I agree that with the current state of tools around LLMs, this is very unadvisable. But I think we can develop the right ones.
-
We can have tools that can generate the context/info submitters need to understand what has been done, explain the choices they are making, discuss edge cases and so on. This includes taking screenshots as the submitter is using the app, testing period (require X amount of time of the submitter actually using their feature and smoothening out the experience)
-
We can have tools at the repo level that can scan and analyze the effect. It can also isolate the different submitted features in order to allow others to toggle them or modify them if they’re not to their liking. Similarly, you can have lots of LLMs impersonate typical users and try the modifications to make sure they work. Putting humans in the loop at different appropriate times.
People are submitting LLM generated code they don’t understand right now. How do we protect repos? How do we welcome these contributions while lowering risk? I think with the right engineering effort, this can be done.
How do we welcome these contributions while lowering risk?
We don’t. These contributions should not be welcomed. At all. And they bring nothing BUT risk.
How do we welcome these contributions while lowering risk?

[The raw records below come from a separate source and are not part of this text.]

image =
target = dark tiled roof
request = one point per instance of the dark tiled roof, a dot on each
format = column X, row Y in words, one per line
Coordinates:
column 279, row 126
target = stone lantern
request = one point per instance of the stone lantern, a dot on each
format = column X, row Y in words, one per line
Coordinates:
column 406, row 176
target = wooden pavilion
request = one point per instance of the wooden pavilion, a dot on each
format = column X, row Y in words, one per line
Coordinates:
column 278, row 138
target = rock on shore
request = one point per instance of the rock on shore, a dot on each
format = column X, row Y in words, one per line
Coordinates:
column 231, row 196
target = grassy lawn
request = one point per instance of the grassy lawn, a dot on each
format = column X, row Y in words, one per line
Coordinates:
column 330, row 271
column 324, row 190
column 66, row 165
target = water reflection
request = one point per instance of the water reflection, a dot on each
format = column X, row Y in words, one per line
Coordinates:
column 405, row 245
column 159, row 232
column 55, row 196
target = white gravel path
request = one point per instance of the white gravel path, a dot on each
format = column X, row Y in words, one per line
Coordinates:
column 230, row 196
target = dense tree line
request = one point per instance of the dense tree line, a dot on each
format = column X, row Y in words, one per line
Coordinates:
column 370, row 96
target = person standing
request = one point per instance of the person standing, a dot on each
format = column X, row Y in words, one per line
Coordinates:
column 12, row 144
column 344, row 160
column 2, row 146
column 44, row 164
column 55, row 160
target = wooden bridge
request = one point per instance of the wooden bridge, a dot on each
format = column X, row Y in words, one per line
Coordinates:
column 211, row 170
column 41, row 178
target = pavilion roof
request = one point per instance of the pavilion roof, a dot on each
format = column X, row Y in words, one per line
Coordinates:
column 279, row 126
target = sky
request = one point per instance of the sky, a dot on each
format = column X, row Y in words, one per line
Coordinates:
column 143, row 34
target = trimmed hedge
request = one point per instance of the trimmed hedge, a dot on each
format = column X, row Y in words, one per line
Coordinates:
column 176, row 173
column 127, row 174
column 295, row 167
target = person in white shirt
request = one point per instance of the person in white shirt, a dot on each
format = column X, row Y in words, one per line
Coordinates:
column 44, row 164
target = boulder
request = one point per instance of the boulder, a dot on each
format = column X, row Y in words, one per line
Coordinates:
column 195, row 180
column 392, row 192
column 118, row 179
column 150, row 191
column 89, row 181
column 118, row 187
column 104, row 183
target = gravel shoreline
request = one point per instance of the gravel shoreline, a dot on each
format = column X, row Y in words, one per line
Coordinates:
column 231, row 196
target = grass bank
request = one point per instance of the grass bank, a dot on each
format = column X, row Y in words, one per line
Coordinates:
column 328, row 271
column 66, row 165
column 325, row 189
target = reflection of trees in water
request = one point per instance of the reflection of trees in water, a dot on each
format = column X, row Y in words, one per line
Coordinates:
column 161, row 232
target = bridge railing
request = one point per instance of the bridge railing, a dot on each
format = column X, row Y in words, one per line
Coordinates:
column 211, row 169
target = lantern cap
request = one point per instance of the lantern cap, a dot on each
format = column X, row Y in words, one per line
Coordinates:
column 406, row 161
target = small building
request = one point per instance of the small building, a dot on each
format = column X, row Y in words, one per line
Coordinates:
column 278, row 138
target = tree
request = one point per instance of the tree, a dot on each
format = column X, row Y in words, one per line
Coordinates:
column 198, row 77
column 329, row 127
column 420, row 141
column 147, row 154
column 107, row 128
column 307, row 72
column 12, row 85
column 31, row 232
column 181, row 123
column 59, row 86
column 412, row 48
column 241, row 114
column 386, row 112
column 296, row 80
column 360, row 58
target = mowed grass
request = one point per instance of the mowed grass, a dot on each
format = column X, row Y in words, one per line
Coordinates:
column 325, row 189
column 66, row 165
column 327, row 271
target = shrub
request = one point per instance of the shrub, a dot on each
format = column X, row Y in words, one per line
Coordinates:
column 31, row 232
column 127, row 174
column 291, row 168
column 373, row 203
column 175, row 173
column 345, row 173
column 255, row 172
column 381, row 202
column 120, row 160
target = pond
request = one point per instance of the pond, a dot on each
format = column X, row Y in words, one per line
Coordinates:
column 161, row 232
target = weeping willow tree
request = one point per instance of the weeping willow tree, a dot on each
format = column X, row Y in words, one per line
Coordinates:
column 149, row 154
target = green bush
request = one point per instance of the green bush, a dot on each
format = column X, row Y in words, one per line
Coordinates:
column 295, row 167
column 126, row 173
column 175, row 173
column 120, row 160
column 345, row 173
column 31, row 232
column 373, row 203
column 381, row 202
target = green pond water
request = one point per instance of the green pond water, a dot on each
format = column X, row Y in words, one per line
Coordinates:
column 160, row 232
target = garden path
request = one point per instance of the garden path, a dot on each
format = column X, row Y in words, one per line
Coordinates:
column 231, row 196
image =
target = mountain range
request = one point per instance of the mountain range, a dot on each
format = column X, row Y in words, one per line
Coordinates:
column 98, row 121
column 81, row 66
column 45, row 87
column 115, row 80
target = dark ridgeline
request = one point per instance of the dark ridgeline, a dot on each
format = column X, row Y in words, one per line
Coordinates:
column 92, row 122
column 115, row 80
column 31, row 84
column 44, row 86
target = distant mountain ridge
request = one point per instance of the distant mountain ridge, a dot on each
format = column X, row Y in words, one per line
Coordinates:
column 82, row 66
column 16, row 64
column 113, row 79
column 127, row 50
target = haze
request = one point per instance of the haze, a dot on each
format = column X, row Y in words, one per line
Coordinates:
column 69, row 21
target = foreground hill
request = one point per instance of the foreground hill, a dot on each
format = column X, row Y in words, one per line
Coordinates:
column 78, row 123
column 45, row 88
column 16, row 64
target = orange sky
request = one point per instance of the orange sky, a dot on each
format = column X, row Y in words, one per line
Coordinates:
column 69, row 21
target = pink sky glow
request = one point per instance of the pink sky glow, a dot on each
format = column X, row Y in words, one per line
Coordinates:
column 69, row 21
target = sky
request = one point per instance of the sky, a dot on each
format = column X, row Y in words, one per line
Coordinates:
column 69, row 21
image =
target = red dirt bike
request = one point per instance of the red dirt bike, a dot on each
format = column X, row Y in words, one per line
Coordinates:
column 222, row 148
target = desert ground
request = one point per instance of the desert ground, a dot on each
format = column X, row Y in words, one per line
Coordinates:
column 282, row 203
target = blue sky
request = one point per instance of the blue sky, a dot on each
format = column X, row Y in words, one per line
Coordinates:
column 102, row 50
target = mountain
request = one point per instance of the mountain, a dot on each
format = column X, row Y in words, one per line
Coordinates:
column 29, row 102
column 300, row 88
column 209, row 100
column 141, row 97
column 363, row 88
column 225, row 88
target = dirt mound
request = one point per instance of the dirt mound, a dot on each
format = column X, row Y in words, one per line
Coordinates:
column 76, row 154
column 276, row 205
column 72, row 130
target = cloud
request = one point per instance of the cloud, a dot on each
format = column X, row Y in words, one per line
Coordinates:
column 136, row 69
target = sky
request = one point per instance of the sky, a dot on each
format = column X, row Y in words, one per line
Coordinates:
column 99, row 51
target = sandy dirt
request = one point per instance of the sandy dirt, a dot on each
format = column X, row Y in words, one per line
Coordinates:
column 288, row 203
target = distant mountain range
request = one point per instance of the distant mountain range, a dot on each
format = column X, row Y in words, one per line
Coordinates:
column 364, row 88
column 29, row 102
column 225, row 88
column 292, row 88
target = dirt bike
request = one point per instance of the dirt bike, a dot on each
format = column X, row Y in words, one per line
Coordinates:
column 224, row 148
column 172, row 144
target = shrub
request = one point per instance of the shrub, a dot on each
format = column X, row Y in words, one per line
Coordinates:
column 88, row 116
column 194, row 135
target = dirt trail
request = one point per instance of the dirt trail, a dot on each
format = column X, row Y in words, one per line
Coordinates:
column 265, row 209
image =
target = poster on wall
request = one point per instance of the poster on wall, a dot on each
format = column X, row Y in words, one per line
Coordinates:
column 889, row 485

Why do the people using LLMs to modify a project need to make a PR back to the remote branch? Why can’t they keep their ‘weird’ contributions on their own personal fork and use as they like?
If the answer is that they don’t have the knowledge to build the app in order to test if the code works before submitting a PR, they shouldn’t be submitting a PR in the first place. Code contributions come with an expectation of due diligence on the part of the submitter, to ensure that their code is not breaking anything or introducing obvious bugs and vulns (and of course, that it even works at all).

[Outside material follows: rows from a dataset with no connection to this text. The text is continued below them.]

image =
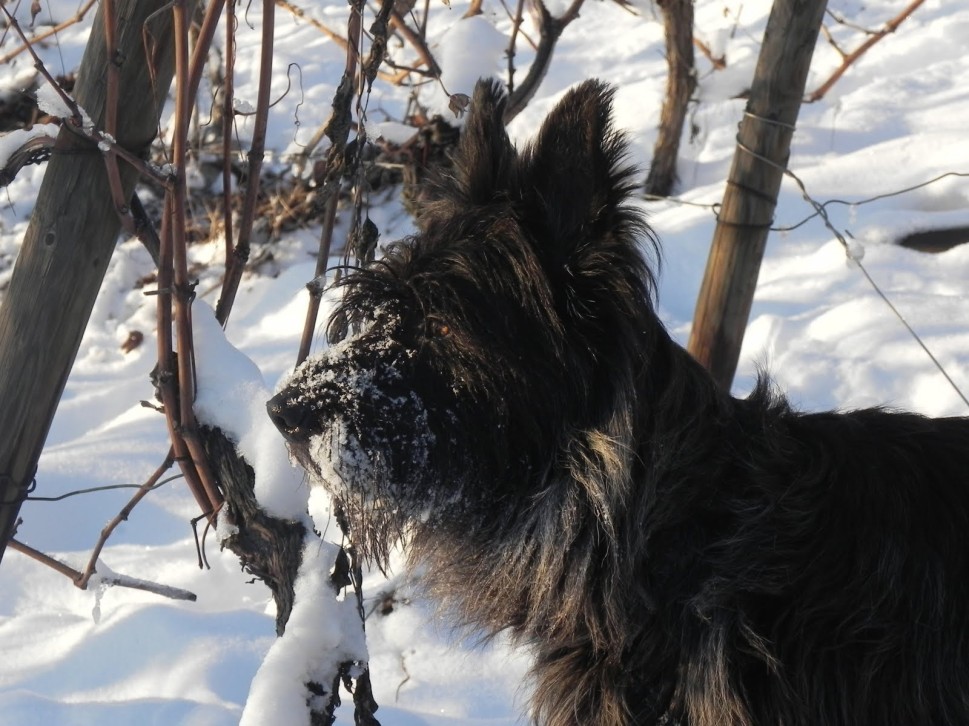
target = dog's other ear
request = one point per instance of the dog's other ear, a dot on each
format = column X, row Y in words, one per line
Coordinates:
column 485, row 159
column 573, row 178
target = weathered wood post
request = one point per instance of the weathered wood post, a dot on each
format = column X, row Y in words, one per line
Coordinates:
column 763, row 147
column 71, row 236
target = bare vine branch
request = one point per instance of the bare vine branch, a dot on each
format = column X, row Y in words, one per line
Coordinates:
column 847, row 60
column 118, row 580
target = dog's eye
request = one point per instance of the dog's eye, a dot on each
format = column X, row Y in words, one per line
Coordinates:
column 438, row 328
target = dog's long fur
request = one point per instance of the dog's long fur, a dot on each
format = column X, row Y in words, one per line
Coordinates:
column 515, row 411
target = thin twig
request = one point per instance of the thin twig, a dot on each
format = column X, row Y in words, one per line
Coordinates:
column 76, row 117
column 175, row 593
column 228, row 96
column 849, row 59
column 122, row 516
column 78, row 17
column 183, row 290
column 236, row 262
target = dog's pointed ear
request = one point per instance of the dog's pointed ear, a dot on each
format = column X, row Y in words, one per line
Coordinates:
column 573, row 177
column 485, row 158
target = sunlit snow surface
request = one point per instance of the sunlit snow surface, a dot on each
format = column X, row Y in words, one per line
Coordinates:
column 896, row 119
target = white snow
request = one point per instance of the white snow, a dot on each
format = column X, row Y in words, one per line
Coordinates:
column 895, row 120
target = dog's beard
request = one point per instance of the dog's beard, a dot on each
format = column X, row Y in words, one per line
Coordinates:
column 376, row 483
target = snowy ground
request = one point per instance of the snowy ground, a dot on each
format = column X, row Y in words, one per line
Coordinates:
column 896, row 119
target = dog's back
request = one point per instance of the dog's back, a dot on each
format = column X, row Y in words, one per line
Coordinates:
column 515, row 412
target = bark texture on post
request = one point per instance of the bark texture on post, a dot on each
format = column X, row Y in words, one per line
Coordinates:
column 680, row 84
column 70, row 239
column 763, row 147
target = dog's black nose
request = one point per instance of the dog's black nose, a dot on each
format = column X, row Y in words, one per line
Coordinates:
column 289, row 416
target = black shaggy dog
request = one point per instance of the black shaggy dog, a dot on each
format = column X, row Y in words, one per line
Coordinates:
column 513, row 410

Democratizing coding means making the knowledge of how to do it more readily and freely-available, not having a computer spit out something that someone doesn’t understand, and then telling that person, “congratulations, you’re a code contributor”.

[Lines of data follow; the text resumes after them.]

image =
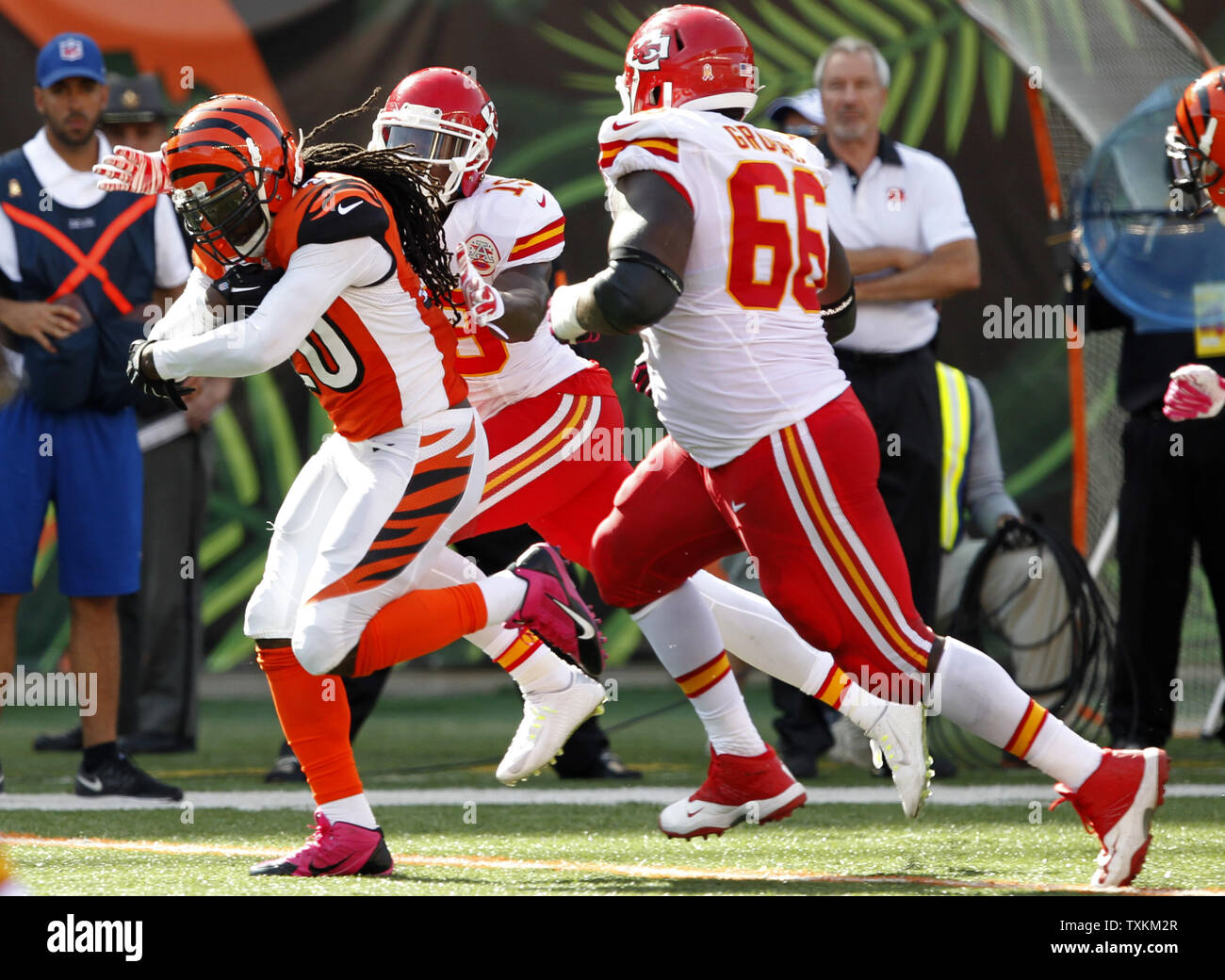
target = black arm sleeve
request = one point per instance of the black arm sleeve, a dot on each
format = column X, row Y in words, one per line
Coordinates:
column 635, row 290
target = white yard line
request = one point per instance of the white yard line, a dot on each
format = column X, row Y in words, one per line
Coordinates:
column 253, row 800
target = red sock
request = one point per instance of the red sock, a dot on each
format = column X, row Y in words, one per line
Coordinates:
column 417, row 624
column 314, row 714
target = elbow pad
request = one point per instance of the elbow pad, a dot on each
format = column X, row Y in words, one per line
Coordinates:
column 840, row 318
column 635, row 290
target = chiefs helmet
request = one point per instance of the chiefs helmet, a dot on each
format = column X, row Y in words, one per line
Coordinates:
column 693, row 57
column 1196, row 145
column 233, row 166
column 444, row 118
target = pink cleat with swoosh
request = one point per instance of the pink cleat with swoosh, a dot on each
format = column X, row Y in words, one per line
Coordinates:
column 555, row 612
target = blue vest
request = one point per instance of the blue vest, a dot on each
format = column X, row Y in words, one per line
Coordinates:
column 103, row 255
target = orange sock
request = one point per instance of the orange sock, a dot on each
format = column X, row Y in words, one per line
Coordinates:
column 419, row 624
column 314, row 714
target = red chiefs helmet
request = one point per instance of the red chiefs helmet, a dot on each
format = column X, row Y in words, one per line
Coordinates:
column 233, row 166
column 445, row 118
column 1196, row 145
column 693, row 57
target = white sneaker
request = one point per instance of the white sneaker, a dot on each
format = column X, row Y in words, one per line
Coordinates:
column 899, row 735
column 549, row 719
column 850, row 745
column 738, row 789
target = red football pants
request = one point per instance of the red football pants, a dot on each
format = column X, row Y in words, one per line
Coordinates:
column 555, row 462
column 804, row 503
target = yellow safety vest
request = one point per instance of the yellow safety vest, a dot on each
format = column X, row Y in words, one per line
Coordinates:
column 955, row 416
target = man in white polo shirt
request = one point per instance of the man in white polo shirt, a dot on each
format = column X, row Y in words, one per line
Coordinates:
column 901, row 217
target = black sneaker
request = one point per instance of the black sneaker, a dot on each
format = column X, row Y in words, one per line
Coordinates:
column 555, row 612
column 286, row 768
column 64, row 742
column 121, row 776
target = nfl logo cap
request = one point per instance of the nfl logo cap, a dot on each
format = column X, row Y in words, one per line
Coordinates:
column 807, row 105
column 69, row 57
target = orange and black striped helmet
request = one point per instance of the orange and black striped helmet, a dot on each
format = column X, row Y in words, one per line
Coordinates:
column 1196, row 146
column 233, row 166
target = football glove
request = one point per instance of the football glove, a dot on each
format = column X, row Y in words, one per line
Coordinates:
column 482, row 302
column 1195, row 392
column 143, row 375
column 563, row 317
column 641, row 376
column 134, row 171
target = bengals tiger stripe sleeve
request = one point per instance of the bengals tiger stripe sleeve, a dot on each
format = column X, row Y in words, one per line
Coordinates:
column 314, row 278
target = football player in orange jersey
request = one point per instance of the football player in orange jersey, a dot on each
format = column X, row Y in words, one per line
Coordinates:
column 549, row 412
column 722, row 260
column 353, row 244
column 1195, row 146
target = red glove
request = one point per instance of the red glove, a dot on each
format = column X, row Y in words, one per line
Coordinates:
column 134, row 171
column 1195, row 392
column 641, row 376
column 484, row 302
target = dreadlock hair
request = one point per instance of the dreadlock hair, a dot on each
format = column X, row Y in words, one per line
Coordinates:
column 407, row 187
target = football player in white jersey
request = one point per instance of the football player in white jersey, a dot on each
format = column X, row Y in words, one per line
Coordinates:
column 722, row 260
column 547, row 412
column 351, row 249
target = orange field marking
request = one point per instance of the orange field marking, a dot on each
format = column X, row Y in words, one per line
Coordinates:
column 654, row 873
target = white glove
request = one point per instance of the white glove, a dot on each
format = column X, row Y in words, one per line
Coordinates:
column 1196, row 392
column 563, row 315
column 484, row 302
column 134, row 171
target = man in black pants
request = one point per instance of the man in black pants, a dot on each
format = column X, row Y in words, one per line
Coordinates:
column 901, row 217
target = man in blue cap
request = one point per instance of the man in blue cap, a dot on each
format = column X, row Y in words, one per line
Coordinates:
column 77, row 270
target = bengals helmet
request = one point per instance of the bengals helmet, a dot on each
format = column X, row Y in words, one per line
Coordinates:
column 233, row 166
column 689, row 57
column 446, row 119
column 1196, row 146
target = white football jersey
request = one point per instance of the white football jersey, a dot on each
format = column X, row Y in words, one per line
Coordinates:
column 745, row 351
column 509, row 223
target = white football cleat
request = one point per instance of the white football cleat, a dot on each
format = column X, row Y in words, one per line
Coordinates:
column 549, row 719
column 899, row 736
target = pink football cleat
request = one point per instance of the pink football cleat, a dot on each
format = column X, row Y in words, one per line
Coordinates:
column 1116, row 803
column 555, row 612
column 334, row 849
column 758, row 789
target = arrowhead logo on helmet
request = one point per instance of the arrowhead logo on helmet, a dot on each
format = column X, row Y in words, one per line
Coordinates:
column 689, row 57
column 233, row 166
column 448, row 121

People are submitting LLM generated code they don’t understand right now. How do we protect repos?
By not accepting PRs that do not properly meet contribution guidelines, like having tests that provide reasonable code coverage, etc.
-
This was written by someone who never dealt with user requests. Typical user not only doesn’t know how to define requirements in a clear way, they also don’t understand limitations of the technology, side effects their changes can cause or different aspects of usability, compatibility and accessibility.
Those are the abilities that limit who can contribute to projects, not coding skills.
So for example you want an adaptive rewind time. Is it on by default? Where is in the settings? How does it interact with current auto-rewind feature (can you enable both at the same time?)? How do you name it so that typical user knows what it does? It’s not that those are difficult questions to answer. It’s that you need think about all that before you start changing code other people will use. Typical users don’t have the knowledge or experience required to do it. And it gets way more complicated with bigger changes.
I have 20+ years of software development experience having to deal with user requests, so I am for sure sensitive to that fact! I don’t think that current LLMs can do anything but the most superficial change to code. But that doesn’t mean it always will, in 5-10 years, with realtime inference (e.g. 100x generations for the same prompt allowing for much better error correction) and video support, you could have a long session (say, 1 or 2 hours) of asking questions, reviewing mockups, tweaking the requirements, etc.) in order to understand the ask, and then the user will spend some time using it and testing it.